Epigallocatechin-3-gallate regulates mitofusin 2 expression through the peroxisome proliferator-activated receptor-γ coactivator-1α and estrogen-related receptor-α pathway.

Our previous study showed that epigallocatechin-3-gallate (EGCG) inhibition of human aortic smooth muscle cell (HASMC) proliferation might be mediated via upregulation of mitofusin 2 (Mfn-2). Studies on the mechanism of Mfn-2 inhibition of cell proliferation have mainly focused on downstream signaling. However, it is still not clear how upstream signaling molecules regulate Mfn-2. The promoter region of the Mfn-2 gene contains cis-acting elements of peroxisome proliferator-activated receptor-γ coactivator-1α (PGC-1α) and estrogen-related receptor-α (ERR-α), suggesting a possible link between EGCG, Mfn-2, and PGC-1α/ERR-α. However, the effect of EGCG on PGC-1α/ERR-α remains unknown. In this study, we investigated the role of PGC-1α/ERR-α in the regulation of Mfn-2 induced by EGCG and assessed the underlying mechanisms. The effects of EGCG on cell proliferation of cultured HASMCs were observed by a cell counting kit-8 (CCK8) and 5-ethynyl-2-deoxyuridine (EdU) incorporation assay. Mfn-2, PGC-1α, and ERR-α gene and protein levels were determined by quantitative real-time polymerase chain reaction (PCR) and Western blot analysis. PGC-1α gene-silencing (PGC-1α small interfering RNA [siRNA]) was achieved by RNA interference and Mfn-2 promoter and peroxisome proliferator response element (PPRE) functional activity was achieved by a luciferase transfection assay. The results showed that the ERR-α-specific antagonist XCT-790 and PGC-1α siRNA decreased the expression of Mfn-2, thus antagonizing the inhibition of HASMC proliferation induced by EGCG. EGCG enhanced Mfn-2 promoter (-352 to 459) activity, while XCT-790 and PGC-1α siRNA abrogated this effect.

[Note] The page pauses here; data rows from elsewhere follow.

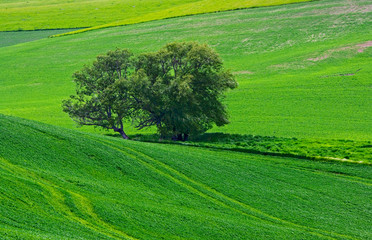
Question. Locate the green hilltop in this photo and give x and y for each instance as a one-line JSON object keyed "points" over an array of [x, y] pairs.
{"points": [[62, 184], [303, 69], [294, 163], [39, 14]]}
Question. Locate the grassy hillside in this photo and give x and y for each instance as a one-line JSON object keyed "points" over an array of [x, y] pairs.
{"points": [[52, 14], [13, 38], [61, 184], [303, 69]]}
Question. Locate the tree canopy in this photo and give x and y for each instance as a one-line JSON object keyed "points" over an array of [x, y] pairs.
{"points": [[178, 89]]}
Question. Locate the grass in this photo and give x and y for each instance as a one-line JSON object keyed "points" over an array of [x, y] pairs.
{"points": [[61, 184], [318, 149], [38, 14], [303, 69], [14, 38]]}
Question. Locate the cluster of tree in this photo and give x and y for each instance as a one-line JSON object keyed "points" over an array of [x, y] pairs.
{"points": [[177, 89]]}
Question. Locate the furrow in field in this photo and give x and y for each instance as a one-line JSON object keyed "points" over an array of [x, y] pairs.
{"points": [[218, 197], [56, 198]]}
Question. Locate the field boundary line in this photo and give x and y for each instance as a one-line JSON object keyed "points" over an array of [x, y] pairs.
{"points": [[264, 216]]}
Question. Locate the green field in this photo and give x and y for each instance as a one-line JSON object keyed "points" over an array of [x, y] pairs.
{"points": [[300, 74], [294, 163], [62, 184], [53, 14], [13, 38]]}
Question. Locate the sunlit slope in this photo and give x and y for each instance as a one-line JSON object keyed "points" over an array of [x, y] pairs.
{"points": [[52, 14], [61, 184], [303, 69]]}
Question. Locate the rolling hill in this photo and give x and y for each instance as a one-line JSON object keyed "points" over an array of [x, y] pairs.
{"points": [[19, 15], [62, 184], [303, 69]]}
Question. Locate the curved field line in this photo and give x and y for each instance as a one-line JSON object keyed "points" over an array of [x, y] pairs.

PGC-1α stimulating Mfn-2 expression was dependent on intact ERR-α binding in the Mfn-2 promoter. The transcriptional effect of PGC-1α on the Mfn-2 promoter required the integrity of the -432 to 459 region and supported that Mfn-2 was a key target gene of PGC-1α. These results imply that PGC-1α/ERR-α played important physiological roles in inhibiting the proliferation of HASMCs by modulating Mfn-2 gene expression. Hence, EGCG regulated Mfn-2 expression likely through the PGC-1α/ERR-α pathway.